I took the ends of the bag and made a small knot with the corners of the plastic at the top of her arm. She let me do this to her without protest. It was as if, now that my mother had shot it, her arm belonged to my family.

So, who were you bothering? the taxi driver asked as we drove down the highway.

The only people in all of Mexico who knew what was going on in the country were the taxi drivers. If we wanted to know about something that had happened, we’d say, Take a taxi. It seemed to me that someone should get all the taxi drivers together, someone like Jacobo Zabludovsky (the old journalist who my mother swore was the very last noble person in the whole of Mexico), and ask them what the hell was going on in our country. My mother always said that there was a taxi driver out there who knew exactly what had happened to Paula and Ruth.

The drive to Acapulco took less than an hour. I wanted to tell Maria that she was my half-sister and that my mother had shot her because, in my mother’s drunken state, she thought that Maria was our father. But I had to keep quiet because I knew that taxi driver’s ears were standing on end to hear the news.

The man had a boxer’s hands: huge knuckles covered in scars. He gripped the steering wheel fiercely. The man even turned off his radio in order to hear any information that might come out of the back seat.

So, who were you bothering? the taxi driver asked again.

I decided not to answer and held Maria in the circle of my arm.

He looked at us in his rearview mirror.

You must have been a bad, bad girl to deserve a shooting, right?

He was a man with black curly hair shot with gray. He had deep smile wrinkles at the edges of his eyes.

It was an accident, I said.

An accident? That’s what everyone says.

Please.

She’s a bad girl, he said as if Maria were not there. He’s going to go to jail; you know that, don’t you?

Yes.

He’s going to go to jail. As soon as they see a gunshot wound in the emergency room the doctors there, you know, well, they have to notify the police. That’s a law.

It was an accident.

I bet it hurts.

I pressed my lips together. His face never stopped looking at mine in the rearview mirror. I had to keep looking away. He was observing me more than watching the road.

That must really hurt, he said.

It sure does, I answered.

Hey, doesn’t your friend know how to talk? I’ve always said if someone doesn’t talk then they’re hiding a thing or something.

Yes, it hurts, I said. She can’t talk because it hurts.

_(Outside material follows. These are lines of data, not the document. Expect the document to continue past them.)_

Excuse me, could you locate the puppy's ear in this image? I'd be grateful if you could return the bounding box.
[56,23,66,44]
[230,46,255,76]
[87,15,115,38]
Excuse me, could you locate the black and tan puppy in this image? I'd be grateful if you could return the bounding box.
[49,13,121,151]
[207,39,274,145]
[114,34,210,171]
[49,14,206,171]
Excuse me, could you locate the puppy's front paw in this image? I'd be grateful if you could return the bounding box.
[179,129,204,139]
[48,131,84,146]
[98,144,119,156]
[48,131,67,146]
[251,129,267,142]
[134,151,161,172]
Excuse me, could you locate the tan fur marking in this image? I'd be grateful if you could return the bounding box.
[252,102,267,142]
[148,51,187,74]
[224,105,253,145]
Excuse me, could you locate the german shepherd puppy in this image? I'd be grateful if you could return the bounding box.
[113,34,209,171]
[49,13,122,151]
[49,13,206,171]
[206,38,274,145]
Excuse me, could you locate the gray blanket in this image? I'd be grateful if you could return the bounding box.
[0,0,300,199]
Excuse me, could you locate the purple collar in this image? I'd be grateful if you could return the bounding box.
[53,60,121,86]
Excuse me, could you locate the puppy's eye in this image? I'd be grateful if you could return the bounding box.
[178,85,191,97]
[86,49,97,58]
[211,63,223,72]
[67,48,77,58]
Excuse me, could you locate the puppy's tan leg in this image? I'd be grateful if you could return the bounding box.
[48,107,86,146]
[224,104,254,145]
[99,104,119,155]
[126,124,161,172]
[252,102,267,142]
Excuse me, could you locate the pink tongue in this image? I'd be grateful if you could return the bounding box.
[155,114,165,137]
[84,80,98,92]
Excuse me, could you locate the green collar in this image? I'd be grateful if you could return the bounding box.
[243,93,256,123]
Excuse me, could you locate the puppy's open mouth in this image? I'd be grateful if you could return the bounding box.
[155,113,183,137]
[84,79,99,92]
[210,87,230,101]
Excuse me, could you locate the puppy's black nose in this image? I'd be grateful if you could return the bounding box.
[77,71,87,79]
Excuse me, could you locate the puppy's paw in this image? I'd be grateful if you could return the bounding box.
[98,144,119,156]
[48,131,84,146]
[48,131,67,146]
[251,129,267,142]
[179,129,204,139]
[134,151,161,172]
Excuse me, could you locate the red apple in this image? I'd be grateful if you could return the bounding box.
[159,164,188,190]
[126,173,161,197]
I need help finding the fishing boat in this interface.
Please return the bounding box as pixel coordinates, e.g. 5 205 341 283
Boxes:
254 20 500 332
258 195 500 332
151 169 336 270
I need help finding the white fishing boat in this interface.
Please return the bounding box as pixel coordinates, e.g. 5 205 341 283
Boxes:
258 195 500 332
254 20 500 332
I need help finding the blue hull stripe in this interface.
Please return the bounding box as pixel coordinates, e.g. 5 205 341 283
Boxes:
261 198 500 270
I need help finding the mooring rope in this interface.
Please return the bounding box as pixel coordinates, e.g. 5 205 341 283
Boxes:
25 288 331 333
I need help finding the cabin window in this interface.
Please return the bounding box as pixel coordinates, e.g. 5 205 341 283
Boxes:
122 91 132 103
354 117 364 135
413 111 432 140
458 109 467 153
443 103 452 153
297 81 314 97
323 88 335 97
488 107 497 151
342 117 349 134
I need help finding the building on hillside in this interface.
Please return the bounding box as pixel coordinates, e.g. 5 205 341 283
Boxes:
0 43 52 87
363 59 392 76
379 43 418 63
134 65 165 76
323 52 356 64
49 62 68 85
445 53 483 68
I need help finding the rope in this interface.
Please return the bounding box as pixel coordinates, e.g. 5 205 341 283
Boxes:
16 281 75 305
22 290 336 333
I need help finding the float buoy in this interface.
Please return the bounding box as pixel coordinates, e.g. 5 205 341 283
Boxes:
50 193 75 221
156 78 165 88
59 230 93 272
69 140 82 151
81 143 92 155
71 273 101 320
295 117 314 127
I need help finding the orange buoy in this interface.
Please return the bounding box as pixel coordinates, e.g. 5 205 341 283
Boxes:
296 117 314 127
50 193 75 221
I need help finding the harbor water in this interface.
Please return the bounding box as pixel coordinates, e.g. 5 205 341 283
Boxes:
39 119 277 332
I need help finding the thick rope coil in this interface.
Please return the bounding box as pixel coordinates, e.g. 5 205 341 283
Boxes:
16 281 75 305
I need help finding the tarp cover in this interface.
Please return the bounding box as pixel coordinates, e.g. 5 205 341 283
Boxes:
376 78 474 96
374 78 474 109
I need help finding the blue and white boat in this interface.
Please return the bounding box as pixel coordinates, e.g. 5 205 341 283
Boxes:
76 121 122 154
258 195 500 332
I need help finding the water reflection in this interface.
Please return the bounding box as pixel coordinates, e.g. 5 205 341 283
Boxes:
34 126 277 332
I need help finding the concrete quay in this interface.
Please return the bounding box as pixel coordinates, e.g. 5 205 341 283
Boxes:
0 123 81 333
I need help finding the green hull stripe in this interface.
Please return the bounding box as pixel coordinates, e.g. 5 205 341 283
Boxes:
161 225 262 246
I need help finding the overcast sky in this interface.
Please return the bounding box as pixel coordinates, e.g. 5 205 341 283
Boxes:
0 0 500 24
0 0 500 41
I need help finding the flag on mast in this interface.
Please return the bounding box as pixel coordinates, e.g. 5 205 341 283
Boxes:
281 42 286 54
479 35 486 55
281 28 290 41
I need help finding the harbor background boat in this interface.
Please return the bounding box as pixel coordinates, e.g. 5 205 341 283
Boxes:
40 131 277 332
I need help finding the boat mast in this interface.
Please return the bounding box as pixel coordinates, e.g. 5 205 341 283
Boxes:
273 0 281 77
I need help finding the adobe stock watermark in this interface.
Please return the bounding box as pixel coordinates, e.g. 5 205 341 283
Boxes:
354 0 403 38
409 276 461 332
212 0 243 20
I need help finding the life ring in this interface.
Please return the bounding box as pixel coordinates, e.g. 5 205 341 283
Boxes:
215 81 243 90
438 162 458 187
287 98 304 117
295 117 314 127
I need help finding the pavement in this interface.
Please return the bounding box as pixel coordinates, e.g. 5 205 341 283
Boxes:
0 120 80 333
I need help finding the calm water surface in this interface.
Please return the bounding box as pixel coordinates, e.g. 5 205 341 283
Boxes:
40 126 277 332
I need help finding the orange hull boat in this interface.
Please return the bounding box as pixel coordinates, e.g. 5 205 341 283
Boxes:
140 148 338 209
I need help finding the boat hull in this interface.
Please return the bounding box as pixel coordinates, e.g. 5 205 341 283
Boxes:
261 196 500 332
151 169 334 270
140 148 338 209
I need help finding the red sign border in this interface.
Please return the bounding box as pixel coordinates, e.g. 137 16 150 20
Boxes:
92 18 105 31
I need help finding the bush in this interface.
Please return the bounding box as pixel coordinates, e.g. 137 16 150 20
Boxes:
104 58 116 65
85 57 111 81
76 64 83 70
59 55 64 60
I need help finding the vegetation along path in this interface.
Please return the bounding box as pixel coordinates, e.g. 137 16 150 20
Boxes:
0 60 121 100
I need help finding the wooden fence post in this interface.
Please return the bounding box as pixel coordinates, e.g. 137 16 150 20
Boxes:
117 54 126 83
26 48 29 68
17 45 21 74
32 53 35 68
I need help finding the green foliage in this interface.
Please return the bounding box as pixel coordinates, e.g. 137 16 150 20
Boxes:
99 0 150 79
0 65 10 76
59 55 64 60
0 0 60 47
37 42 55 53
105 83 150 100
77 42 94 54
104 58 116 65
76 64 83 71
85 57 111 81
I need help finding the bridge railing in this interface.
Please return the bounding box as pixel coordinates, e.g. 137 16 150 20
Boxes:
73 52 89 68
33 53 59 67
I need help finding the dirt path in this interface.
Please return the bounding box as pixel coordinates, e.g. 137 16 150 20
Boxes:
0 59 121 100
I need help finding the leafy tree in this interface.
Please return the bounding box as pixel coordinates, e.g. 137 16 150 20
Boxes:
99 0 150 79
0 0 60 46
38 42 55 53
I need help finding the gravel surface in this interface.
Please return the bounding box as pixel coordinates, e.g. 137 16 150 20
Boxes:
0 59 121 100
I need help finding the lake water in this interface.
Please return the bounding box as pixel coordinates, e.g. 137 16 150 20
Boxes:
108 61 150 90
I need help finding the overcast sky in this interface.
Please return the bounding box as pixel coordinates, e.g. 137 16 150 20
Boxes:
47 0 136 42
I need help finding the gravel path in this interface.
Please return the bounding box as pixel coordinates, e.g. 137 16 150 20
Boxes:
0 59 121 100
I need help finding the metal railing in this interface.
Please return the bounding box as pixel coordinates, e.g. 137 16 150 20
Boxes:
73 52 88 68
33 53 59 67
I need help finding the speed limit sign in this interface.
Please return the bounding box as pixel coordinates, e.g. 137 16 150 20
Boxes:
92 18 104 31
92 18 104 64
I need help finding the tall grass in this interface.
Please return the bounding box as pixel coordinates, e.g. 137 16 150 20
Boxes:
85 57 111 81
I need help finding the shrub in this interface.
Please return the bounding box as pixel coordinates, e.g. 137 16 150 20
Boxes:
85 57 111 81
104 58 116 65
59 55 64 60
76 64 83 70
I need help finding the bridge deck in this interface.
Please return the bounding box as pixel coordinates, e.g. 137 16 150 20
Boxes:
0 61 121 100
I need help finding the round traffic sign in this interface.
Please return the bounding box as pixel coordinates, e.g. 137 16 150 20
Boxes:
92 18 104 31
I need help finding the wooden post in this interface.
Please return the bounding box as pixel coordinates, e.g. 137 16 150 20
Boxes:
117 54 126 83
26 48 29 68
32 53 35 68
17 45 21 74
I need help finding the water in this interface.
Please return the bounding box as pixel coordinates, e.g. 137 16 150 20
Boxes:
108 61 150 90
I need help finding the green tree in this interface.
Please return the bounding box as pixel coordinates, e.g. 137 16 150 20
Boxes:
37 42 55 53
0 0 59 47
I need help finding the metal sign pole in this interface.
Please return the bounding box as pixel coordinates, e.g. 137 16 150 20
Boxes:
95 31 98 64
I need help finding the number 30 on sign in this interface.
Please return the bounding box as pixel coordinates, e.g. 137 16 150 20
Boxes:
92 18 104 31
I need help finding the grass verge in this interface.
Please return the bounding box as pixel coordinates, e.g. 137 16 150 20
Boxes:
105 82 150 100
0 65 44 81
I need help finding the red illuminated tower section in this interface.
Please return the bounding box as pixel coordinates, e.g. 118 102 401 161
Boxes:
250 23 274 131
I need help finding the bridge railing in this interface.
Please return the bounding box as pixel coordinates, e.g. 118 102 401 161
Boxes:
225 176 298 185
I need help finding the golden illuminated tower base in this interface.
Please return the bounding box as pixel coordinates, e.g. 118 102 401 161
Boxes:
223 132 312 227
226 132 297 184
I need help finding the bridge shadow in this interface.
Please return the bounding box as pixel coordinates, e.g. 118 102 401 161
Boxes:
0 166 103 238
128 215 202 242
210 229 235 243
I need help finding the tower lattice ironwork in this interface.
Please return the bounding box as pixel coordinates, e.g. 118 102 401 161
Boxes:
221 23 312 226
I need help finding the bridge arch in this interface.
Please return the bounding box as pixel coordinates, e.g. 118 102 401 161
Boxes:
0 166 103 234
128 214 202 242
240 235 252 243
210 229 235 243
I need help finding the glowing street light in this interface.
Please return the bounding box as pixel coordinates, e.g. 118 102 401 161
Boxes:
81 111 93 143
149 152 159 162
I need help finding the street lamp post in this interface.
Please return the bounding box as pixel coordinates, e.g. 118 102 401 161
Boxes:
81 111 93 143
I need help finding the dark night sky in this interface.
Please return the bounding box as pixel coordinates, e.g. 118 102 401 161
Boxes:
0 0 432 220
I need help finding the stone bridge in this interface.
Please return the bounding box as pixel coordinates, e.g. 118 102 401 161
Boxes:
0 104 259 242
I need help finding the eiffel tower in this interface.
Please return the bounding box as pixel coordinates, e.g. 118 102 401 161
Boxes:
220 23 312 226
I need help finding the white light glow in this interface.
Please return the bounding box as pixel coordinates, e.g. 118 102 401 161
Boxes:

Why don’t you let me see your little boobies? he said. I’ll give you your money back if you show me. Your hurt friend doesn’t have to show me anything, just you.

Maybe another day, I said.

You remind me of my daughter. You’re a marzipan.

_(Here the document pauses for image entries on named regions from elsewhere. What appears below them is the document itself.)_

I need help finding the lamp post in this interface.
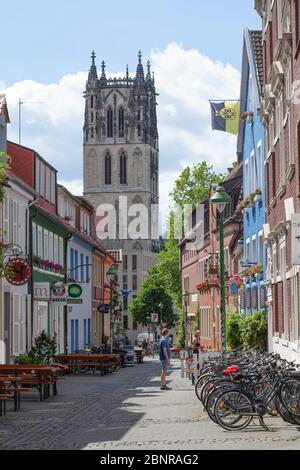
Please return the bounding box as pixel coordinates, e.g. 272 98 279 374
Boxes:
182 290 190 348
210 186 231 353
106 265 118 354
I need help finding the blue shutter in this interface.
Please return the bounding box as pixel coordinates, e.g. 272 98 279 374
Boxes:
85 256 90 280
80 253 84 282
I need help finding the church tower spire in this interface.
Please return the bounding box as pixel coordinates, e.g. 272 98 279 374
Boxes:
146 60 151 82
100 60 106 85
135 50 145 86
89 51 98 81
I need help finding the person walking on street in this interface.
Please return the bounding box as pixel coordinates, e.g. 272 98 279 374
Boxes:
158 328 172 390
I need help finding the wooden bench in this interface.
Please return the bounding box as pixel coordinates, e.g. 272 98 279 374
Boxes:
0 364 58 401
55 354 120 374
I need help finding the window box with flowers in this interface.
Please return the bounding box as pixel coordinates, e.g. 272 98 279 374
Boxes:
241 111 254 124
208 263 219 274
254 188 262 202
196 282 210 294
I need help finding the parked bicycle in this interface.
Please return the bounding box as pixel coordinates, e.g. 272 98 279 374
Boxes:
195 350 300 431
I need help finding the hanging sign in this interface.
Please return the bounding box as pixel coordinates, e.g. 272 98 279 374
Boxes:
68 284 82 299
51 282 66 303
67 299 83 304
4 258 31 286
292 214 300 266
151 313 158 323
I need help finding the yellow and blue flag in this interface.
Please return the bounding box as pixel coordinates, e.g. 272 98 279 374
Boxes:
210 101 240 135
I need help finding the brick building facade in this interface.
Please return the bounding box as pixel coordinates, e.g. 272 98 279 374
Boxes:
180 163 243 349
255 0 300 360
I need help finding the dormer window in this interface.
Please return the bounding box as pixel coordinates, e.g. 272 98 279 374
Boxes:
107 108 113 137
119 106 124 137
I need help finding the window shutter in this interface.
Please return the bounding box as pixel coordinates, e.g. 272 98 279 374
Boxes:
12 294 21 355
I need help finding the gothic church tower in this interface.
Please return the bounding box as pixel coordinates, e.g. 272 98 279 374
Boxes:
83 51 159 341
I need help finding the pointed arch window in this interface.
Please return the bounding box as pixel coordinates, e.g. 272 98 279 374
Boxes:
107 108 113 137
119 106 124 137
104 153 111 184
120 152 127 184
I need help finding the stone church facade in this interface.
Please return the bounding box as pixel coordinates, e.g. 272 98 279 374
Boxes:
83 52 159 341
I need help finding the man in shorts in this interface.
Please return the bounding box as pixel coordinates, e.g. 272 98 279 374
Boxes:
158 328 172 390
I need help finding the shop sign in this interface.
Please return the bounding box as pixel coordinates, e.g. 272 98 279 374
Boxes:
33 282 50 300
67 298 83 304
68 284 82 299
291 214 300 266
4 258 31 286
51 282 67 303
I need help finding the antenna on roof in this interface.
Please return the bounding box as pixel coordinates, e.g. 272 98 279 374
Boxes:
19 98 46 145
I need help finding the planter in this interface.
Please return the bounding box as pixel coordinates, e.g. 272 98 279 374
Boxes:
209 282 220 288
254 194 262 202
208 264 219 274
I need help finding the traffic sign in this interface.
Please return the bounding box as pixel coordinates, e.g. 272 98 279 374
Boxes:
68 284 82 299
151 313 158 323
97 304 109 313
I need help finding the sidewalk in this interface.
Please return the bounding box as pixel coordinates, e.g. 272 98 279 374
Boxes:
0 359 300 450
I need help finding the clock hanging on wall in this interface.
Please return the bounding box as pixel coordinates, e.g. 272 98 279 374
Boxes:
4 258 31 286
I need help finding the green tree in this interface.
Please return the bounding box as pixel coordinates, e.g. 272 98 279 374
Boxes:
129 274 175 327
241 310 268 349
176 310 185 347
170 161 224 207
226 313 244 349
29 330 57 364
195 304 200 331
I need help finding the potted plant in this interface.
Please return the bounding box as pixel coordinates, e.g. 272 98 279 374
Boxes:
208 262 219 274
254 188 262 202
196 282 210 293
244 195 254 209
241 111 254 124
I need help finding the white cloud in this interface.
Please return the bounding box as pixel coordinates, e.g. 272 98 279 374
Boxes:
0 43 240 221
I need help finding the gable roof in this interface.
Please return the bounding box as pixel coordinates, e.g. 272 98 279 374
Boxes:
237 28 264 155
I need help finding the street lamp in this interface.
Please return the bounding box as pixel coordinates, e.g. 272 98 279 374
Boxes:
106 265 118 354
210 186 231 353
182 290 190 348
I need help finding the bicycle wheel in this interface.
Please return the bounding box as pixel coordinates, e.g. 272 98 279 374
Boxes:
274 395 300 425
205 382 235 423
214 390 254 431
195 373 212 401
279 378 300 418
77 366 89 374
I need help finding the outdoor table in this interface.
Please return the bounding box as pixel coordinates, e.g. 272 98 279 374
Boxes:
55 354 120 373
134 348 144 364
0 364 57 401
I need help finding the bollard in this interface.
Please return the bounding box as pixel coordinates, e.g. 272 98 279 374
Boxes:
179 351 185 379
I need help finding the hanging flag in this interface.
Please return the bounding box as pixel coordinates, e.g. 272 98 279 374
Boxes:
210 101 240 135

I looked over at Maria who was pale. She mouthed the word
asshole
.

I squirmed forward in my seat. Then I reached around my back
and lifted up my skirt. I peed deep through my underwear and into the black cloth seat of the taxi. I felt the wet heat from my urine surround my bare thighs. My mother had taught me about revenge. I knew this would have made her proud of me.

I turned and held Maria’s arm and tried to stroke her head a little, which was hard because of Maria’s stiff, onion-bun hairdo. I looked at her arm in the plastic supermarket bag but it was not filling up. Maria gave me an intense look and tilted her head toward the side of her body. The blood was not going into the plastic bag. As she was holding her arm, it was being pulled backward and down, through the tie in the plastic supermarket bag, down the side of her body. I could see that the red, short-sleeved blouse above her ribs was drenched.

At this point Maria’s head lolled backward and her eyes closed.

I thought she had died.

Maria, wake up, wake up, I whispered.

The taxi driver turned around and looked at us. Missy, she better die so I can leave you both at the side of the road.

She’s not dead.

If she dies, I’m leaving you both at the side of the road. I hope she dies because I want to get rid of both of you.

When I saw the enormous gray bay surrounded by a wall of hotels and condominiums and smelled the salt, I knew Maria was going to live. She was curled against me, under my arm. I kissed the top of her head, which smelled like greasy coconut hair oil, with love because she was my sister and she was going to know about this very soon. While I still had the secret, I could love her.